An analogous advantage applies to fluorescence multiphoton excited by laser light transmitted through an optical fiber as in application to endoscopic tissue fluorescence. Although the illumination intensity fans out just as for one-photon excitation with roughly equal total power at each value of radius from the end of the fiber or focal plane of any focusing lens, the excited fluorescence does not follow this fanned out illumination. In the case of two-photon excitation through a single mode optical fiber, the distribution of fluorescence is localized near the fiber tip in a shape resembling a candle flame beginning at the fiber tip. This effective focal volume is defined by the spatial distribution of the square of the illumination intensity for two-photon excitation. The square of the illumination intensity falls off roughly as the reciprocal fourth power of the distance from the fiber tip so that the fluorescence excitation is localized. Significant fluorescence is emitted only from this limited volume where the square of the excitation intensity is large, as illustrated in FIG. 3. Lenses, prisms, etc. can be used to shift the effective focal volume beyond the end of the optical fiber and/or to provide a side-looking orientation without losing the advantages of multiphoton excitation.

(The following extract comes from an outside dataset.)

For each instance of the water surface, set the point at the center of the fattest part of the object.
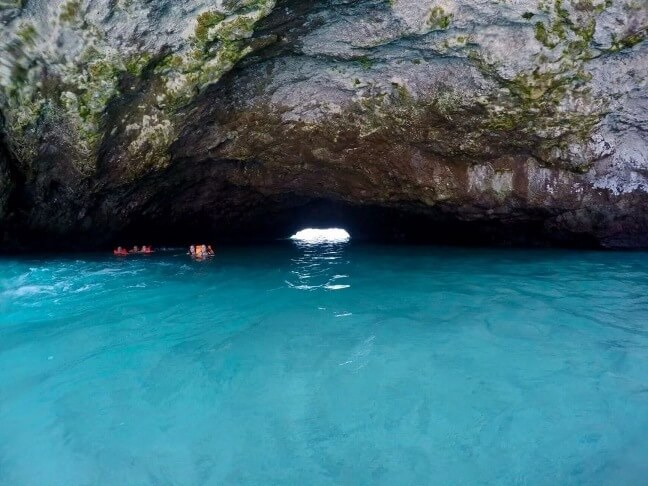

This effect provides a well-defined focal volume for the fluorescence excitation and allows useful spatial resolution which is sharp enough to resolve important anatomical structures. For example, in the colon, about 5 distinct layers should be distinguishable. At the surface of the endothelium, an array of crypts covers the area and is terminated in a cellular layer that closes the bottoms of the crypts, followed by several more layers including smooth muscle and connective tissue for a total of about 0.5 mm. These layers are readily resolved by multiphoton laser scanning microscopy exciting the intrinsic tissue fluorescence, which differs from layer to layer. Such layers and their perturbations by disease near the surface are thus distinguishable in the intact tissue by endoscopic spectroscopy of the tissue fluorescence with sufficient spatial resolution as provided by multiphoton excitation.
The multiphoton excitation of the present invention allows accurate spatial discrimination and permits quantification of fluorescence from small volumes whose locations are defined in three dimensions. This is especially important in cases where thicker layers of cells are to be studied. In this case, the fiber can penetrate the tissue to observe and resolve the multiphoton excited fluorescence of deeper layers, thus providing optical biopsy in situ. Furthermore, multiphoton excitation greatly reduces the background fluorescence and scattering artifacts.